You are viewing a plain text version of this content. The canonical link for it is here.
Posted to oak-dev@jackrabbit.apache.org by Vikas Saurabh <vi...@gmail.com> on 2015/07/01 15:05:48 UTC

[Discuss] Should DocNodeStore notify underlying stores about completion of backgroundRead

Hi,

Let me give a bit of background first. I am looking at OAK-2106[0] -
using replication status to have a stronger bound of replication lag
of secondaries and hence be more informed while providing
ReadPreference[1].

---- Background ----
While assessing if secondaries would be useful to read a document, the
current logic looks for the parent document from cache - hence, if
found, the parent status is up-to-date as far as last backgroundRead
is done. Then, the parent is checked if it was modified within
replication lag window.
With the assumption that backgroundRead would have happened within
last 6 hours, the current hard-code value of replication lag suffices.
With replication lag being pulled from replication status, we'd need
to use min(lastBackgroundReadTime, currTime-maxReplicationLag).

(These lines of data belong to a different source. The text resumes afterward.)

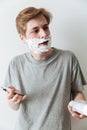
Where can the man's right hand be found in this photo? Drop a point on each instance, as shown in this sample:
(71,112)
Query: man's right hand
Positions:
(13,98)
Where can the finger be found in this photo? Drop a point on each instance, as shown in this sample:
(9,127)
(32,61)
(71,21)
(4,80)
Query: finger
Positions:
(24,97)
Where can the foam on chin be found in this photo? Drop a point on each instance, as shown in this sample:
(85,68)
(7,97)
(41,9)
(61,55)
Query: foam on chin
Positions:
(39,45)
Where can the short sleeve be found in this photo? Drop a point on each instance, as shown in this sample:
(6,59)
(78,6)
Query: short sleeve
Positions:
(78,80)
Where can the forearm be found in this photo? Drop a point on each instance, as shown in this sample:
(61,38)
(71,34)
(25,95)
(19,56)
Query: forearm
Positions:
(79,96)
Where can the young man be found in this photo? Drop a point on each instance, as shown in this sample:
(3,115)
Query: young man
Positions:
(48,77)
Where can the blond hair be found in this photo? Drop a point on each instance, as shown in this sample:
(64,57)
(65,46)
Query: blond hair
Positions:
(29,13)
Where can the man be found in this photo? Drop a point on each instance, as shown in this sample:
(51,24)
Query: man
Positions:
(48,77)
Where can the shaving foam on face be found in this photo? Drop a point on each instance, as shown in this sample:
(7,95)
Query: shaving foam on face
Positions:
(34,44)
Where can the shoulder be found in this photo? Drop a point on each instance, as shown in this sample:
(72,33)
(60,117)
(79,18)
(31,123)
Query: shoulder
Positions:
(19,59)
(65,53)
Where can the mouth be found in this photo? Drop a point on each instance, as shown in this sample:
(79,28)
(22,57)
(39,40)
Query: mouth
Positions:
(43,44)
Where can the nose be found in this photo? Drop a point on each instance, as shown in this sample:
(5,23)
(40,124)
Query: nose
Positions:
(42,33)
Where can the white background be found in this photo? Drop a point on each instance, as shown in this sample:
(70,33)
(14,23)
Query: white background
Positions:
(69,31)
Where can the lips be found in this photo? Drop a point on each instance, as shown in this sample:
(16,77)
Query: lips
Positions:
(44,43)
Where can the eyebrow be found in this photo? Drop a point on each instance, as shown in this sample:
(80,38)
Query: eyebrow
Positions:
(38,27)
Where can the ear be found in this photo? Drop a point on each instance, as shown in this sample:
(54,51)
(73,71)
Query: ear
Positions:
(22,37)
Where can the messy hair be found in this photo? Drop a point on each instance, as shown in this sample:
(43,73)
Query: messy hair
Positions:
(29,13)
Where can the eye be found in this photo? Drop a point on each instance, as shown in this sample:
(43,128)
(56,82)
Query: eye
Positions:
(46,27)
(36,31)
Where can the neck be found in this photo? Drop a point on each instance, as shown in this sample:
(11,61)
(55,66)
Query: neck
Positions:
(42,56)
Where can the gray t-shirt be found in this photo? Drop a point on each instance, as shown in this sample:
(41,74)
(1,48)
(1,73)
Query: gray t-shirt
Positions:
(48,85)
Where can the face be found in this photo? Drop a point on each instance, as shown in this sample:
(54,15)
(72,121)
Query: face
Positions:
(37,28)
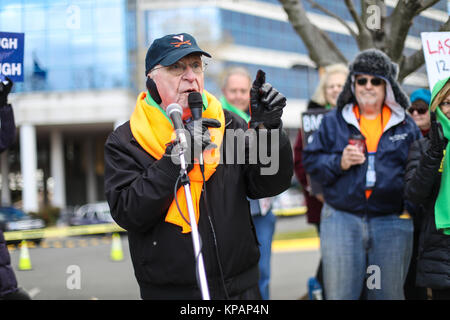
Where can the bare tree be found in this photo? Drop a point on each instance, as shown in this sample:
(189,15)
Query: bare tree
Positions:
(374,29)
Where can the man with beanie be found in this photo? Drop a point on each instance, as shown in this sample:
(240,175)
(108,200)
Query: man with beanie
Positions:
(365,236)
(8,281)
(420,99)
(146,198)
(428,186)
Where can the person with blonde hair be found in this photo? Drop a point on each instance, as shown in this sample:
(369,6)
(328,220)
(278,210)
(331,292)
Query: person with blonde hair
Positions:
(325,97)
(428,186)
(330,85)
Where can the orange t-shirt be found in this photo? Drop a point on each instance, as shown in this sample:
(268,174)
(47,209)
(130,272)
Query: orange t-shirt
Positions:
(372,129)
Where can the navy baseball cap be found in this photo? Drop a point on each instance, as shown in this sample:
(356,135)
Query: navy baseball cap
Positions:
(169,49)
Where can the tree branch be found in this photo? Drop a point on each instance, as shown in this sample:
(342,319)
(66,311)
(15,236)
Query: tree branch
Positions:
(355,16)
(319,48)
(342,21)
(426,5)
(410,64)
(364,38)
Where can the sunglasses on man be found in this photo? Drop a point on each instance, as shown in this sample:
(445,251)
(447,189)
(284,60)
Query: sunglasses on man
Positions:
(419,110)
(374,81)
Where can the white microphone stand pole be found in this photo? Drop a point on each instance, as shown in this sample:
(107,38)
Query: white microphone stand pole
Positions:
(194,230)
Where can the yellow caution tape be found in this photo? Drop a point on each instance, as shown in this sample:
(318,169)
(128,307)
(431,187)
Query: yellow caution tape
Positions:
(290,212)
(59,232)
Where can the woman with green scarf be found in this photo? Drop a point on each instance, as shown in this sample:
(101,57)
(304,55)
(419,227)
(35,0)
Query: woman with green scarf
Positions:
(428,186)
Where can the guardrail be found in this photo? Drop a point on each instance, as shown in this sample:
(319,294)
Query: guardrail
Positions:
(59,232)
(68,231)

There's an issue (still unresolved) for Mongo Java driver (JAVA-805)
which is about observing such status. Until, that is resolved, we'd
need to poll for replication lag using replSetGetStatus [3] command.

Since, there's a fairly tight coupling between usefulness of how
recent is the value replication lag and how frequently are we able to
do backgroundReads, it feels that we can tie up polling for
replication lag along with backgroundReads.
---- /Background ----

While replication lag calculation is entirely a domain of
MongoDocumentStore, but I'd not want to have a new thread to just keep
polling for replication lag. Otoh, currently, there's no way for
MongoDocStore to know when backgroundReads happened.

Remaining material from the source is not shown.